_images/wavespectra_logo.png

Partitioning#

Spectral partitioning splits the wave spectrum into components such as wind sea and swells, so integrated parameters can be calculated for each individual wave system. Most methods in wavespectra are based on the watershed algorithm of Hanson et al. (2009) implemented in spectral wave models such as WW3 and SWAN.

The partitioning methods are available from the spec.partition namespace (in version 4 this namespace replaced the previous partition method, see Migrating from v3 to v4):

The PTM methods are named after the convention in the WAVEWATCHIII spectral wave model from which they were derived (TRACK runs one of the partitioning methods and tracks the partitions in time).

The HP01 method implements the combining of nearby swell partitions (in spectral space) described in Hanson and Phillips (2001) and Hanson et al. (2009). Adjacent partitions are combined when the saddle point between them is high relative to the smaller of the two peaks, or when their peaks are close relative to the spectral spread of either partition and their mean directions agree. An exact number of swell partitions can be requested, in which case the least separated partitions are further combined until the requested number is reached.

The BBOX method is a custom method to split the energy density inside and outside a defined bounding box in spectral space.

When partitioning from a Dataset with the dataset_transforms option set with wavespectra.set_options(dataset_transforms=True), the output is a Dataset carrying the non-spectral variables from the source dataset, and the wspd, wdir and dpt arguments default to the dataset variables with those names so the methods that require them can be called without arguments, e.g. dset.spec.partition.ptm1(). This will become the default behaviour in wavespectra 5.0; until then, partitioning from a Dataset without the option set returns the partitioned spectra as a DataArray and emits a FutureWarning. When partitioning from a DataArray, the partitioned spectra are returned as a DataArray and the wind and depth arguments must be prescribed.

Method

Description

Classifies wind sea / swell

Requires wind and depth

ptm1

Watershed with all wind-sea partitions combined into partition 0

yes

yes

track

Any of ptm1, ptm2, ptm3 or hp01, with the partitions tracked in time into wave systems

as per method

as per method

ptm2

As ptm1, with a secondary wind sea split from the swell partitions

yes

yes

ptm3

Plain watershed partitions, no wind-sea classification

no

no

ptm4

Wave-age split into one wind sea and one swell, no watershed

yes

yes

ptm5

Frequency-threshold split, no watershed

no

no

hp01

Watershed with combining of swells from the same wave system, supports prescribing an exact number of output partitions

yes

optional

bbox

Split inside/outside a bounding box in spectral space

no

no

Some parameters are shared by several methods:

  • agefac: Wave age factor used in the wind-sea criterion; spectral bins whose celerity is smaller than agefac times the local wind speed component are considered under wind forcing.

  • wscut: Wind-sea fraction cutoff; watershed partitions whose wind-forced energy fraction exceeds this value are classified as wind sea.

  • ihmax: Number of discrete levels used to bin the spectra in the watershed algorithm.

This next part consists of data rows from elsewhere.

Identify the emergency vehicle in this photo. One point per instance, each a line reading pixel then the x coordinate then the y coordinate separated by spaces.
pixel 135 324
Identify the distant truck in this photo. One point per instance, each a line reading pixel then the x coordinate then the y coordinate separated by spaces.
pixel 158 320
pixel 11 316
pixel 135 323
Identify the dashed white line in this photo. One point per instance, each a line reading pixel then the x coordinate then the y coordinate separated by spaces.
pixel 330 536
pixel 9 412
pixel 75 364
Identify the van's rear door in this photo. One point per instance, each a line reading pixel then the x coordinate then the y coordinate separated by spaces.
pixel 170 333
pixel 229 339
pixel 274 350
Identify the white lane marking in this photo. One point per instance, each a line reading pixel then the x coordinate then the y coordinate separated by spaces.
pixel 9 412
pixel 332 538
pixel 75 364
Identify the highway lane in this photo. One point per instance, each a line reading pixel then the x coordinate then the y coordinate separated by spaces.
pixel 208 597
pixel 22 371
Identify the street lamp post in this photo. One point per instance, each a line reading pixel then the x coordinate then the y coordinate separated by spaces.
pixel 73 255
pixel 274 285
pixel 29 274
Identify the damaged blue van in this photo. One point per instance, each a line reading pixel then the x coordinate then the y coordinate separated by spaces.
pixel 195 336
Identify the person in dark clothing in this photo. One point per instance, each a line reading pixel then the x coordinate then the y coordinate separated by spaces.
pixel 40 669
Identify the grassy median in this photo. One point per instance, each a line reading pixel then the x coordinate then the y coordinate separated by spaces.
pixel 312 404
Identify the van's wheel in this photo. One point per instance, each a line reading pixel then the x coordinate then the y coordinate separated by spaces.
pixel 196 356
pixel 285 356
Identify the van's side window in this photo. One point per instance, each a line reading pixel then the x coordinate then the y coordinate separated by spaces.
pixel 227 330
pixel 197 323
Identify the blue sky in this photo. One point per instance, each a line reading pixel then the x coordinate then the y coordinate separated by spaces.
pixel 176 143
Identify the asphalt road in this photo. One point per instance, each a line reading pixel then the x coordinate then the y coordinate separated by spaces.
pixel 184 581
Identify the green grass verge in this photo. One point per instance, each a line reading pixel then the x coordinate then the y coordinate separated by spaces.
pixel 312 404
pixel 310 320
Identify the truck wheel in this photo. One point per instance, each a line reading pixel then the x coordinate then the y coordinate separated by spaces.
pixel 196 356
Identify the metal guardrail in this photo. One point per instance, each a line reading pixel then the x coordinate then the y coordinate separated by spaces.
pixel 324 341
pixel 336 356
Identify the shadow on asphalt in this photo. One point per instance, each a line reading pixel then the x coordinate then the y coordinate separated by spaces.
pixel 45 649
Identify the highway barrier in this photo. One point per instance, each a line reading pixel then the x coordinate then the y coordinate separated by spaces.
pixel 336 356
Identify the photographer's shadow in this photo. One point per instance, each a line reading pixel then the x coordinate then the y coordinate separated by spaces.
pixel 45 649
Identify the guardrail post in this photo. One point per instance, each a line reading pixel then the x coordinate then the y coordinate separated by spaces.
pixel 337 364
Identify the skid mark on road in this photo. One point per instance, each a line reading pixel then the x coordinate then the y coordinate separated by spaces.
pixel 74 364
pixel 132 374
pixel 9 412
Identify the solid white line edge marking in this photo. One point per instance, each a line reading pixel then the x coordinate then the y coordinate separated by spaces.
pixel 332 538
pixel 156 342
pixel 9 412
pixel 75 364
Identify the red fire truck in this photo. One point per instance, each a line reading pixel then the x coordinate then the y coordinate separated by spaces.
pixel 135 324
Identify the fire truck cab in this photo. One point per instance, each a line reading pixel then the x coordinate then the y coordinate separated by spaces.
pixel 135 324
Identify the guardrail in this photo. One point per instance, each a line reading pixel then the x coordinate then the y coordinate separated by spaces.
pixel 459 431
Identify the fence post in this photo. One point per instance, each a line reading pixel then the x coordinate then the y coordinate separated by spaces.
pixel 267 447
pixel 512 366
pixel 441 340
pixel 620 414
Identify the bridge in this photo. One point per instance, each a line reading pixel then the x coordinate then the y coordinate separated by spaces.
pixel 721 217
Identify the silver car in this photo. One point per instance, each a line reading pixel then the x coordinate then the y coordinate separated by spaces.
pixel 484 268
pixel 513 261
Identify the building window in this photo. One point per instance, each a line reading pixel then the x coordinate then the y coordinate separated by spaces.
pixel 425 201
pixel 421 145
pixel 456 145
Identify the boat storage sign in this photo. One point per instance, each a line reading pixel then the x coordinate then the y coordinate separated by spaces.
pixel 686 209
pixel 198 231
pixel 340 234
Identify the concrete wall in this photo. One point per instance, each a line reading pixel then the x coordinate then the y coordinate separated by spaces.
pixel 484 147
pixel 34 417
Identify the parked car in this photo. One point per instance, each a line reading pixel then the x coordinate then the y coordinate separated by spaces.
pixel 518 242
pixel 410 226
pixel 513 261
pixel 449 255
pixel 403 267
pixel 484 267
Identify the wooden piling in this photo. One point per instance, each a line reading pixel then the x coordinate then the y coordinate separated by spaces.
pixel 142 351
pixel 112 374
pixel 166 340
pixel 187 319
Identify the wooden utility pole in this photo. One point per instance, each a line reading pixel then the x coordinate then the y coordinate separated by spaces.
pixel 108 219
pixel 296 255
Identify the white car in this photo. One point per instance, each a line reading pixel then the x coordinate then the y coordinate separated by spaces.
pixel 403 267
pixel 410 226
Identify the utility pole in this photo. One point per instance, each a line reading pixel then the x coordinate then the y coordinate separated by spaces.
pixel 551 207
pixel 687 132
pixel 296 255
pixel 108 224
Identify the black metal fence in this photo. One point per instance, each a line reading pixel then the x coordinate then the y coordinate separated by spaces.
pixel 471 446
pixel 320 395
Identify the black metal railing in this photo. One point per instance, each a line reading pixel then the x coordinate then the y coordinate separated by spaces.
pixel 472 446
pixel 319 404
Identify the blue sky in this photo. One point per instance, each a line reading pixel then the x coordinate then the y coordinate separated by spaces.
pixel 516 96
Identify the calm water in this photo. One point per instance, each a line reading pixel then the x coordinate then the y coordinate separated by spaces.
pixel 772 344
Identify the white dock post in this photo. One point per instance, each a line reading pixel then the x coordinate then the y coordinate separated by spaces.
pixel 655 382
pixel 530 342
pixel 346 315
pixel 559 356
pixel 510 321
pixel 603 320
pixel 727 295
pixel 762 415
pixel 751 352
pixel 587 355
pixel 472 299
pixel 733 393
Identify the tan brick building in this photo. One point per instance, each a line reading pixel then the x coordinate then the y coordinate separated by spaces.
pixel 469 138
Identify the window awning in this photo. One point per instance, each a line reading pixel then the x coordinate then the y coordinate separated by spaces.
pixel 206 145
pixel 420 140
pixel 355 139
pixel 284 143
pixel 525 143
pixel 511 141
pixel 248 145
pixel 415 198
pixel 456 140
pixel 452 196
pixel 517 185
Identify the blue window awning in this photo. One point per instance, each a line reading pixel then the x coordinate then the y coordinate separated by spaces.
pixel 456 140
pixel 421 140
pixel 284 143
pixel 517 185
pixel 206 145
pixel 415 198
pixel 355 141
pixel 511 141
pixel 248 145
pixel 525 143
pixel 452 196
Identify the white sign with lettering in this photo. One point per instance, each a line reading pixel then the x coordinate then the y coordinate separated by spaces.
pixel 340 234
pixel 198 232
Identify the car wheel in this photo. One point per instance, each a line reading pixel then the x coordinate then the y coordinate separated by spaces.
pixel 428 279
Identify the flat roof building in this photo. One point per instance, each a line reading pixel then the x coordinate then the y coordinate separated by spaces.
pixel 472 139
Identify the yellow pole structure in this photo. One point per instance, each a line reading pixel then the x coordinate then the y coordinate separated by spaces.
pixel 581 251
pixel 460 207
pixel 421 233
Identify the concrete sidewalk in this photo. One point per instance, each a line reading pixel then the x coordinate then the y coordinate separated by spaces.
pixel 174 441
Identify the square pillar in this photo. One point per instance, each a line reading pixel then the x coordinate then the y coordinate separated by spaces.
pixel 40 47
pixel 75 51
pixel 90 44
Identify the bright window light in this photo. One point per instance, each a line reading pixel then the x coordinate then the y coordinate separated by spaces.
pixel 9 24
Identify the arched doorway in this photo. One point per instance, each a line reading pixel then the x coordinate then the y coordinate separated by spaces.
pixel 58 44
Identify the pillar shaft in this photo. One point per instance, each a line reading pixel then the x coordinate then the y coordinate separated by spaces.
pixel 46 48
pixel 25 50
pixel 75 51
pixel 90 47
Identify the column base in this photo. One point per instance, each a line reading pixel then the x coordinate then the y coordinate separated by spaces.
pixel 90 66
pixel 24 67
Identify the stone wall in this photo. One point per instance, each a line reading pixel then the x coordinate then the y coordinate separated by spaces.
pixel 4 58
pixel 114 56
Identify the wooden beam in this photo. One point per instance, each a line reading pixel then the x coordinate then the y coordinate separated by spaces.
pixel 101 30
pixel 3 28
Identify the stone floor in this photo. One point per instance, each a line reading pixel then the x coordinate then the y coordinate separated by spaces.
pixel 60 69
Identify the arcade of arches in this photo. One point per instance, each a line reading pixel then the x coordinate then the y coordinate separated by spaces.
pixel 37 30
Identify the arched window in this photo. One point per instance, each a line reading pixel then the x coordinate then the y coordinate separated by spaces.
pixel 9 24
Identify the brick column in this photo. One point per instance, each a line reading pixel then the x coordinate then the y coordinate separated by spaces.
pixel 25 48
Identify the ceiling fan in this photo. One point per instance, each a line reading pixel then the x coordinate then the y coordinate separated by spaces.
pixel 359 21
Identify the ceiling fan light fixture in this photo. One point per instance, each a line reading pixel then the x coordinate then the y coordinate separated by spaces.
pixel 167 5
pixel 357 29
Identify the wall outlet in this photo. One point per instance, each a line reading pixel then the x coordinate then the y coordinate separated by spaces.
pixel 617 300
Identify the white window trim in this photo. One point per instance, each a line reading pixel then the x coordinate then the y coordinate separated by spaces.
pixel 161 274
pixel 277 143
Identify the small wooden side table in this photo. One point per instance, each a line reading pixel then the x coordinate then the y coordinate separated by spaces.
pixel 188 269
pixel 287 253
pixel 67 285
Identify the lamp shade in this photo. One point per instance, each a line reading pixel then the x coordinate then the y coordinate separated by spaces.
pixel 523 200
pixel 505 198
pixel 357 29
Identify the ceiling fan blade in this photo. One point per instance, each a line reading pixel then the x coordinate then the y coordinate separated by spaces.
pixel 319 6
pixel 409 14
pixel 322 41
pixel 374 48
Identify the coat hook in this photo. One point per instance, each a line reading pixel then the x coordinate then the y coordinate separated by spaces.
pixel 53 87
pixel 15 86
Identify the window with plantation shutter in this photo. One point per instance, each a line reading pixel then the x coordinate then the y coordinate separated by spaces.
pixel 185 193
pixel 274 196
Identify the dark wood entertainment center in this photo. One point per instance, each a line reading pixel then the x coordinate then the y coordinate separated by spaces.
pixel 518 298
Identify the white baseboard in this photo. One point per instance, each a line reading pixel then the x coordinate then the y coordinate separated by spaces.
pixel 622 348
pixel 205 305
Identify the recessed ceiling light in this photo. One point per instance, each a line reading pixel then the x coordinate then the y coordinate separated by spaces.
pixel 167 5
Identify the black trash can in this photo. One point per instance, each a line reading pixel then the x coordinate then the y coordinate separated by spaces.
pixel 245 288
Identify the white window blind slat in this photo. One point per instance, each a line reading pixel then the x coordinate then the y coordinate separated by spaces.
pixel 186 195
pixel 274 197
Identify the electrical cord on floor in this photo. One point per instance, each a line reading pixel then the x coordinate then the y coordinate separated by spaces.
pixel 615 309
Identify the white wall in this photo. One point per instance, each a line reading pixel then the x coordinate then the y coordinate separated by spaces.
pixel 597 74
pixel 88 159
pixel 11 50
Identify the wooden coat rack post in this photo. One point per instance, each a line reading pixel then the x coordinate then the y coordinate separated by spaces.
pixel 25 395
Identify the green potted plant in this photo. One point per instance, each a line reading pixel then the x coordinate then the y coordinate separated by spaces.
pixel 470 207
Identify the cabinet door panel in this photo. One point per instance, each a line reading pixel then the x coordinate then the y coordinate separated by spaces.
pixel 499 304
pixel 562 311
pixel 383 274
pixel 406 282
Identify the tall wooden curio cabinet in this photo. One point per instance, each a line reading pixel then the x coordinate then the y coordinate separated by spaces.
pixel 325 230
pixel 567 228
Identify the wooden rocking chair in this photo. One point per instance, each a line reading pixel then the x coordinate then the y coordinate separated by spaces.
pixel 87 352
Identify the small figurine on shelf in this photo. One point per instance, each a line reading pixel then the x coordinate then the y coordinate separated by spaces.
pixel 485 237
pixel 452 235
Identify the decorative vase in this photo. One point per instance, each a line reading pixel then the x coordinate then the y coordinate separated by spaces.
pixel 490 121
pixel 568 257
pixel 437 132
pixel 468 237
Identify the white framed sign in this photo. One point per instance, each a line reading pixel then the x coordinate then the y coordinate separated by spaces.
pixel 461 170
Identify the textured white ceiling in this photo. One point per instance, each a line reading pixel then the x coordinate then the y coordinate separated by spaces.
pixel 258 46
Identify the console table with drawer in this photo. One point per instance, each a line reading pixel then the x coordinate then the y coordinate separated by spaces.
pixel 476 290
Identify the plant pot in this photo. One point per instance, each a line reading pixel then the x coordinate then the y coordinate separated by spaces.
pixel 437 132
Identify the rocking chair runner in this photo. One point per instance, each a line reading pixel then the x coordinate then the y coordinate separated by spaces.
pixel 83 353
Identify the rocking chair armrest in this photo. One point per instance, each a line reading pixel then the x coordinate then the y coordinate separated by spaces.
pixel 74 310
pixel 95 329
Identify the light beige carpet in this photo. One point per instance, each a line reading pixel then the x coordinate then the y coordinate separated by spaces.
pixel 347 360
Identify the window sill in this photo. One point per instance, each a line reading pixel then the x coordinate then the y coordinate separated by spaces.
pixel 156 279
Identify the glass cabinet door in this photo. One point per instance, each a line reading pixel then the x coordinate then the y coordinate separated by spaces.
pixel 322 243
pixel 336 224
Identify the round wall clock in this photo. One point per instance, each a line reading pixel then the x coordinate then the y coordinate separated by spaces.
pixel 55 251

  • swells (parts in ptm3): Number of partition slots in the output part dimension; smaller partitions are dropped (or combined in hp01) and missing slots are null-padded. Setting it to None sizes the output from the largest number of partitions detected across all spectra, at the cost of an extra pass over the data.

In [1]: import numpy as np

In [2]: import xarray as xr

In [3]: import matplotlib.pyplot as plt

In [4]: import cmocean

In [5]: from wavespectra import read_ww3, read_wwm

PTM1#

The PTM1 method corresponds to the deprecated spec.partition() method from Wavespectra version 3. In PTM1, topographic partitions for which the percentage of wind-sea energy exceeds a defined fraction are aggregated and assigned to the wind-sea component (e.g., the first partition). The remaining partitions are assigned as swell components in order of decreasing wave height.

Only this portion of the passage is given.